Il ragazzino corrugò la fronte e la tata sapeva che stava cercando altre argomentazioni da sciorinare in suo favore.

«Possono fare male anche a Fratello Francis. Perché a lui lo lasci fare? Non ti importa di lui?»

Maledetto piccolo demonio.

«Francis sa quello che fa» il più delle volte e solo se non ha fame, ma questo ebbe cura di non rivelarlo.

«Anch'io!»

«Non ne dubito, signorino Warlock» intervenne Aziraphale. «Ma servono forza e perizia per non rovinare la zucca. Lascia che ti mostri». L'angelo cominciò ad illustrare quello che aveva voluto dire posizionando le dita a diverse altezze sulla superficie dell'ortaggio, rendendo evidente per il piccolo quanto sarebbe stato semplice effettuare il taglio sbagliato e distruggere un ottimo disegno in un batter d'occhio. Per convincerlo ancora di più sulla durezza della zucca, poi, prese uno dei coltelli e ne incise la parte superiore, che ne risultò scarsamente scalfita.

«Serve un po' di manualità, mio giovane amico» concluse. «Più tardi potrai provare ad esercitarti, ma solo quando sarà più sicuro. Che ne dici?»

La logica del discorso sembrava aver colpito Warlock, anche se Crowley poteva sentire il lieve fremito che lo stava attraversando: sarebbe tornato all'attacco, lo captava.

«Se non ti stanno bene queste condizioni,» si intromise allora, «torniamo in casa e non faremo più niente per Halloween»

Il ricatto funzionò definitivamente: il bambino annuì mesto.

«Bravissimo. Ora, diavoletto, vieni qui e lascia lavorare Francis in pace»

Warlock obbedì, ritrovando il sorriso: si accomodò subito sulle sue gambe e questa gli cinse il busto con le mani guantate per tenerlo in tutta sicurezza. Quando Crowley rialzò gli occhi dal bambino per incrociare quelli di Aziraphale si accorse che questi la stava guardando in modo particolare, avrebbe osato dire tenero, e la rossa si sentì improvvisamente vulnerabile senza saperne il perché.
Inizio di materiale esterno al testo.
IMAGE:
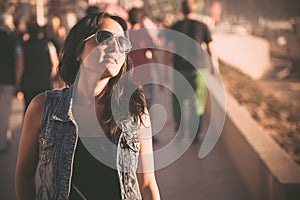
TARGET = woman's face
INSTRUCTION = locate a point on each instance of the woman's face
(109, 55)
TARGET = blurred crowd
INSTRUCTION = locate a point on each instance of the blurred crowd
(30, 56)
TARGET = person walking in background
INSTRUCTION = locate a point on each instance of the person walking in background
(194, 74)
(95, 67)
(142, 56)
(40, 62)
(7, 75)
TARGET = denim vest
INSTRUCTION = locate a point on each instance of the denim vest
(57, 143)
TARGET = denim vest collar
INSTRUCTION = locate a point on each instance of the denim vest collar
(63, 111)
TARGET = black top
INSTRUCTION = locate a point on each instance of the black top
(93, 179)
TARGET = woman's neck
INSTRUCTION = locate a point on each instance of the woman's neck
(100, 87)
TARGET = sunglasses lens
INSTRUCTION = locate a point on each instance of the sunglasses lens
(124, 43)
(104, 37)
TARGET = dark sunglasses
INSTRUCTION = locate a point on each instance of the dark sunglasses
(105, 37)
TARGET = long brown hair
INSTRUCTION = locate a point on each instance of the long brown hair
(120, 91)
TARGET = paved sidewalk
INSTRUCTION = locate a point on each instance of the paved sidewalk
(211, 178)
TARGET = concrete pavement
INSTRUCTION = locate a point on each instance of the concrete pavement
(212, 178)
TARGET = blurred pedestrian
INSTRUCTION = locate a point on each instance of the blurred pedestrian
(193, 74)
(7, 76)
(40, 63)
(96, 67)
(142, 54)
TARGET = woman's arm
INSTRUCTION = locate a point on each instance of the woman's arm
(28, 150)
(146, 176)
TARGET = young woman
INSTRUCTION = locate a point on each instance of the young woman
(59, 132)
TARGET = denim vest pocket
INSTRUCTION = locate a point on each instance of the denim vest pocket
(46, 147)
(127, 160)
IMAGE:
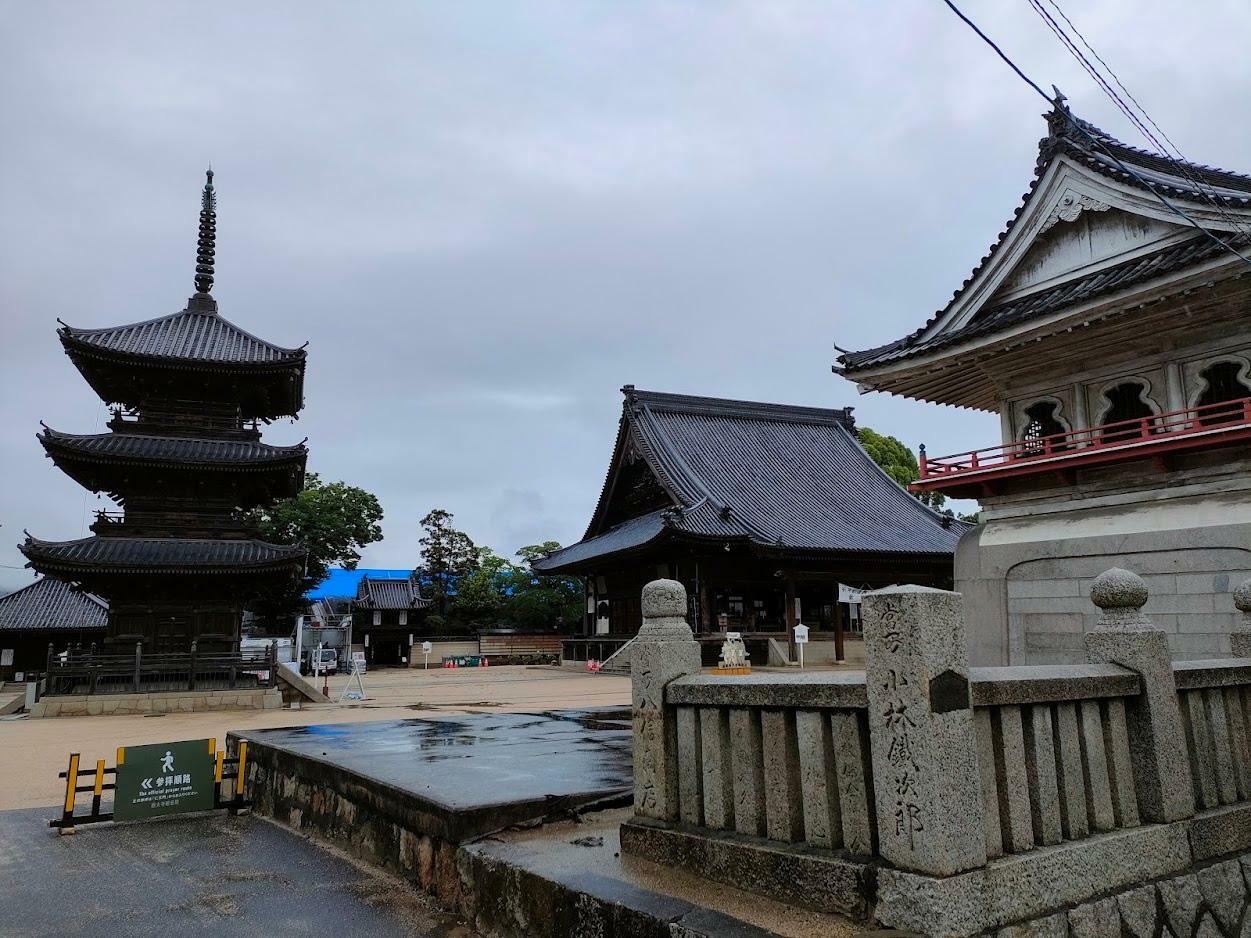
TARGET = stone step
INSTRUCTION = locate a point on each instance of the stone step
(569, 878)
Fu l'angelo a distogliere lo sguardo per primo: cominciò ad ispezionare con cura la zucca per sceglierne il lato migliore da scolpire. Quando l'ebbe trovato, avviò la rimozione del picciolo con movimenti fluidi e accorti. Se Crowley non avesse visto le nocche dell'altro sbiancare ogni volta che la mano affondava nella polpa, avrebbe considerato quello come il lavoro manuale più rilassante di tutti. Di sicuro era ipnotico da guardare: Aziraphale ripeteva lo stesso movimento più volte su un lato e quando doveva ruotare la zucca per continuare su tutta la circonferenza lasciava il coltello infilzato nella linea del taglio per non perdere l'angolazione corretta e poi ricominciava come prima.

Era così assorta a fissare l'angelo in silenzio che quando Warlock parlò rivolgendosi a lei si ritrovò a sussultare.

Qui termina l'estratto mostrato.